Filling in the missing value from the beginning of the test lag.

In [None]:
X_full.loc['1960-01-01', 'lag1'] = flights.loc['1959-12-01', 'remainder']

In [None]:
# Create the predictions
flights_test['predictions_full_model'] = m_full.predict(X_full)

In [None]:
plot_flights(flights_test[['passengers', 'trend_seasonal', 'predictions_full_model']], ylim=False)

In [None]:
# Create the complete dataset and plot it
flights_full = flights[['passengers', 'trend_seasonal', 'predictions_full_model']].append(flights_test[['passengers', 'trend_seasonal', 'predictions_full_model']])

In [None]:
flights_full.head()

In [None]:
plot_flights(flights_full)

In [None]:
print(f"""
{m_full.score(X_full, flights_test['passengers'])}
{m.score(X_test, flights_test['passengers'])}
""")


In [None]:
X_full

In [None]:
flights_test

# 13) - Predict the future

So far we have just predicted data that we already had (train and test).
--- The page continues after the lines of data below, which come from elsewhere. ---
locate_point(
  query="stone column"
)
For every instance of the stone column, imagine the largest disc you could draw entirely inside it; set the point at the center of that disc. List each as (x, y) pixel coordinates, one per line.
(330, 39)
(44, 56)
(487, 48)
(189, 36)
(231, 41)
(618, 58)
We have not actually made any predictions for the future.

In [None]:
flights_test.head()

In [None]:
# Combine train and test data
flights_combined = flights.append(flights_test)
flights_combined

In [None]:
# Re-train the model on the whole dataset
X_combined = flights_combined.drop(columns=['passengers', 'trend_seasonal', 'remainder', 'predictions_full_model'])
y_combined = flights_combined['passengers']

In [None]:
flights_combined

In [None]:
X_combined

Fill in the missing value from the beginning of the test set.

In [None]:
X_combined.loc['1960-01-01', 'lag1'] = flights.loc['1959-12-01', 'remainder']

In [None]:
X_combined.tail(1)

In [None]:
m_combined = LinearRegression()
m_combined.fit(X_combined, y_combined)

### We are going to create a single future step data.

In [None]:
flights_combined.tail(1)

In [None]:
# What is the first date in the future? --> 1961-01-01
timestep = flights_combined['timestep'].max() + 1
months = [0] * 11
lag = flights_combined.loc['1960-12-01', 'remainder']

In [None]:
timestep, months, lag

In [None]:
X_future = [timestep]

X_future

In [None]:
X_future.extend(months)
X_future

Check what would have happened above if you had used append instead of extend.

In [None]:
X_future.append(lag)
X_future

In [None]:
X_future = pd.DataFrame([X_future])
X_future.columns = X_combined.columns

X_future

In [None]:
# Prediction for 1961-01-01
# m_full.predict(X_future) is somehow a better idea.
m_combined.predict(X_future)

In [None]:
X_future.shape

In [None]:
# How does this look like for 1961-02-01? So one more step to the future.
timestep = flights_combined['timestep'].max() + 2
months = [1] + [0]*10
lag = 0 
# This is too far in the future to calculate the lag.

In [None]:
X_future_2 = pd.DataFrame([[timestep] + months + [lag]])
X_future_2.columns = X_combined.columns
X_future_2

In [None]:
# Prediction for 1961-02-01

m_combined.predict(X_future_2)

The prediction for 1961-02-01 was just the prediction of trend and seasonality.